The apparent reason for distinguishing between the senior and others of the same rank was that much of naval protocol and procedure involves following the motions of the ship on which the senior officer is embarked; having the senior officer fly a flag different from the others would facilitate this, although in reality every flag officer in the area would know full well who was senior with or without a different flag.

By the way, during the time the Navy used the red rank flags, Marine major generals (the senior rank in the Corps at that time) had two different designs for their flags: that used ashore was scarlet with the stars arranged vertically, like a rear admiral's, while that used on boats showed them in a horizontal line, like an Army major general's. That way you could tell the difference between a boat carrying a Marine major general and one carrying a non-senior rear admiral. Confusion would not have arisen regarding the one-star rank, since all rear admirals back then had two stars and there were no commodores in peacetime (commodores would in any case have displayed a broad pennant and not a rectangular flag).
Joe McMillan, 16 June 1999


1865 Version - Rear Admiral

[U.S. Navy Rear Admiral (Upper Half) flag of 1865] by Joseph McMillan, 8 February 2000

Article 1258 of the 1865 Navy Regulations provided for flags for:
Rear Admiral.
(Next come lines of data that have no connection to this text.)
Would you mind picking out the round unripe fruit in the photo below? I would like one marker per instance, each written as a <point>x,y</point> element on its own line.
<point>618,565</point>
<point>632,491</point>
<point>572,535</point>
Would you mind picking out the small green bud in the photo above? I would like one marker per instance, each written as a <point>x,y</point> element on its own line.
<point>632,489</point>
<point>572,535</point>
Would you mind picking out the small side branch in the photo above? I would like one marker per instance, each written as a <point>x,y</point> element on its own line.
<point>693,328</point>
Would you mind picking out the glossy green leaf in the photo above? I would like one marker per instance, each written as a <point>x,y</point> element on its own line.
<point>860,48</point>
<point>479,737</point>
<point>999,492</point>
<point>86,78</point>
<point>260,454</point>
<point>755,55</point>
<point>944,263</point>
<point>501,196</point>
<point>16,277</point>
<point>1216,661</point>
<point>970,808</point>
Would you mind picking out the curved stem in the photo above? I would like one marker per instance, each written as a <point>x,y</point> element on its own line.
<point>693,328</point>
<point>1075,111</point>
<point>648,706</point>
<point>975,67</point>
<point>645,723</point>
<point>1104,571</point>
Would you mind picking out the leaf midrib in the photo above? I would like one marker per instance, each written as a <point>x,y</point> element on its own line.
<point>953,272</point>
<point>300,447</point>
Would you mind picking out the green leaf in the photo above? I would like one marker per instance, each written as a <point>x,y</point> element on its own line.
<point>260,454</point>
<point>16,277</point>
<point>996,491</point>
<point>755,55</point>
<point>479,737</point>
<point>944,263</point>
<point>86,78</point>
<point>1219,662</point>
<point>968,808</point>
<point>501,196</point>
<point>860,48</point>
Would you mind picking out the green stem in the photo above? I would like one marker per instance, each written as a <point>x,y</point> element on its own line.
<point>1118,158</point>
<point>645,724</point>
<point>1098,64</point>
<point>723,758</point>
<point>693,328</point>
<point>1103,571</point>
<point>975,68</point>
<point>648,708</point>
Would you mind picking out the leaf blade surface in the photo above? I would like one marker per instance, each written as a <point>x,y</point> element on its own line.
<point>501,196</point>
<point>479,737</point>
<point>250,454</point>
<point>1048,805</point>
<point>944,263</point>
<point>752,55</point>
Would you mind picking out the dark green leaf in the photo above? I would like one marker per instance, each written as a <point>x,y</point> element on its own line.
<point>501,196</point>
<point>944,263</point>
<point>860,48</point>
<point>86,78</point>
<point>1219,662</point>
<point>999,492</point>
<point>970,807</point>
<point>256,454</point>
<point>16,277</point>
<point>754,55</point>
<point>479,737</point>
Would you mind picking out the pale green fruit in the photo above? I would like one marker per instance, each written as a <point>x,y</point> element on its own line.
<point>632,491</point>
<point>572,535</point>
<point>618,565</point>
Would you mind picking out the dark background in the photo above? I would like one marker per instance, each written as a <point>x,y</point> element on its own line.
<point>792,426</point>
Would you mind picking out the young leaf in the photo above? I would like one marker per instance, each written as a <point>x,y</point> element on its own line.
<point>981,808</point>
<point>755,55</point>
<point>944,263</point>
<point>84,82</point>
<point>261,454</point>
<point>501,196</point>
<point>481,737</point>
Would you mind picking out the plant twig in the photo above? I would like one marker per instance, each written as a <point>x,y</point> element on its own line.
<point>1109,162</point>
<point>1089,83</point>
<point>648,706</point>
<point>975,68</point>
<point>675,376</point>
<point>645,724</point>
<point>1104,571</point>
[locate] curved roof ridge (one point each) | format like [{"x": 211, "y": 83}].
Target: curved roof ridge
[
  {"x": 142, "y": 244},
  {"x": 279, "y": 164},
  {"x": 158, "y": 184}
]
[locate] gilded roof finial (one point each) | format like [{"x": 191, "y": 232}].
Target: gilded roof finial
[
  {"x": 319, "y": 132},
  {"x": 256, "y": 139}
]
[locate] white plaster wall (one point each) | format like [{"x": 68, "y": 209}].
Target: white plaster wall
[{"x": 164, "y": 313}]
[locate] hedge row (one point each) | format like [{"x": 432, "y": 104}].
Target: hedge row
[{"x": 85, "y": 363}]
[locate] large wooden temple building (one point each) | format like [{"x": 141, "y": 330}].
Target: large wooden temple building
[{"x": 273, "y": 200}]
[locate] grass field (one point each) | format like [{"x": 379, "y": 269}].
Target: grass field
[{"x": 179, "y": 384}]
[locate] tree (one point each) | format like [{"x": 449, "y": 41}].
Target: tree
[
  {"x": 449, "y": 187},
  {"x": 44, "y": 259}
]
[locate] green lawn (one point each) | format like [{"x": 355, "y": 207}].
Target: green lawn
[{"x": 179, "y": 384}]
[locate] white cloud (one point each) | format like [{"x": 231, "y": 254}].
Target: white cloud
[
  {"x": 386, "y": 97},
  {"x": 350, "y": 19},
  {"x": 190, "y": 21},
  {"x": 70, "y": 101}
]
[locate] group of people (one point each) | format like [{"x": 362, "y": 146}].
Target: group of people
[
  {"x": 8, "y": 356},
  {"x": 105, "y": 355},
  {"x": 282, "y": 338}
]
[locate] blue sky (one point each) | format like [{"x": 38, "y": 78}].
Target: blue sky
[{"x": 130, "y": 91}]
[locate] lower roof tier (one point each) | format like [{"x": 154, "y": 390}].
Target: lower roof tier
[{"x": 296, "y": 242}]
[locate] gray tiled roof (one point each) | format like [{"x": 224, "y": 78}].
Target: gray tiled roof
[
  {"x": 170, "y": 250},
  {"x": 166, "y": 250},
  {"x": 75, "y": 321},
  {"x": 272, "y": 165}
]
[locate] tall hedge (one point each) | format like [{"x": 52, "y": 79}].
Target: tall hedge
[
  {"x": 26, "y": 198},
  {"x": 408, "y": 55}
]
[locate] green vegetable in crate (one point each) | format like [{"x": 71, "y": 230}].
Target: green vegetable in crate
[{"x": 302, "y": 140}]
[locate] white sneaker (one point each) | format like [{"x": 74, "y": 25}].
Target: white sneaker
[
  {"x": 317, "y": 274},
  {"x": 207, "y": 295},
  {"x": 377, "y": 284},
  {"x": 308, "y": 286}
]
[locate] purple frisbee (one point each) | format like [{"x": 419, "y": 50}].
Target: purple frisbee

Two stars, either white on blue, white on red, or blue on white depending on seniority, flown at the mizzen royal masthead. As described in the Regulations, the two stars were placed in a vertical line, their centers 18 inches apart and 18 inches from the hoist.

I should reiterate that I've never seen these illustrated. The first depiction of starred U.S. Navy flags in the 1867 signal book shows an arrangement of large stars essentially the same as those used now.